Besides designing Bartle’s cable-stayed roof, Biller, a vice president
for HNTB Companies, has worked on the New Alsea Bay Bridge in Waldport,
Ore., the Hennepin Ave. suspension bridge in Minneapolis, bridges on the
Ozark Mountain High Road, and rehabilitation of the historic Eads Bridge
in St. Louis. Biller, who specializes in signature bridge design, is currently
in charge of HNTB’s Dallas operation.
Al Jennings, concrete form works
When W.A. Jennings (’39 civil engineering) founded Economy Forms
Corporation, today known as EFCO, in 1934, he couldn’t have known
that his company’s concrete forms would someday be used in the forming
of some of the most monumental structures in the world.
Many of those structures are bridges: The 30-mile-long Bang Na Expressway
Bridge in Bangkok, the Northumberland Strait Bridge from Prince Edward
Island to Canada, the Sungai Dinding Bridge in Malaysia, the H-3 Windward
Viaduct in Oahu, Hawaii, the Clark Bridge across the Mississippi River
in Alton, Ill.
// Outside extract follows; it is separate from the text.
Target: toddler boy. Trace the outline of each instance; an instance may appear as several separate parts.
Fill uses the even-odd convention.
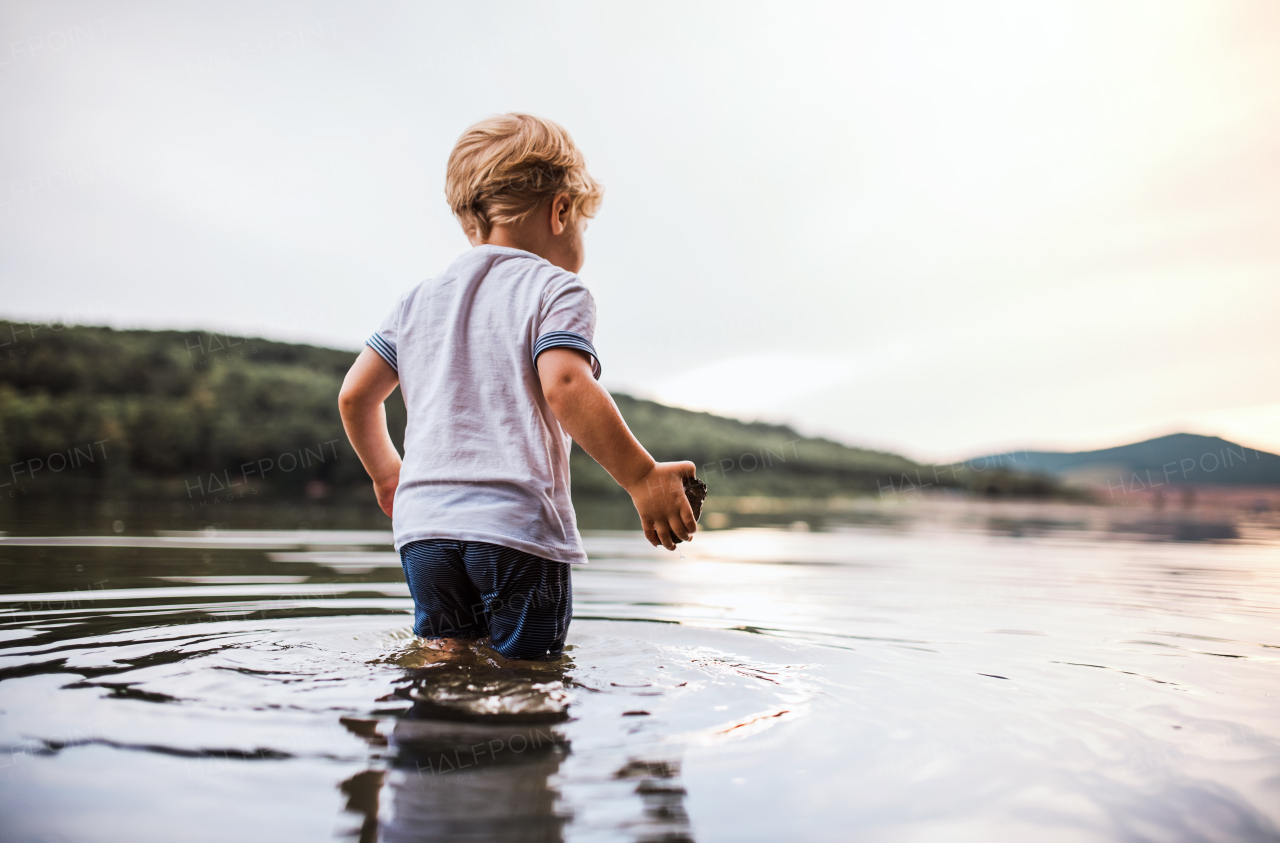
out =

All of these bridges, and thousands more, have been created
using EFCO’s concrete forms.
“There have been so many bridges, it’s hard to keep track,”
says current EFCO Corporation CEO and chairman Al Jennings (’56
engineering). His company, now 70 years old and headquartered in Des Moines,
Iowa, is an international leader in concrete forming technology and continues
the Iowa State legacy. The third generation of the Jennings family has
graduated from Iowa State, and Bob Jennings (’81 industrial engineering)
is now EFCO’s president and chief operating officer.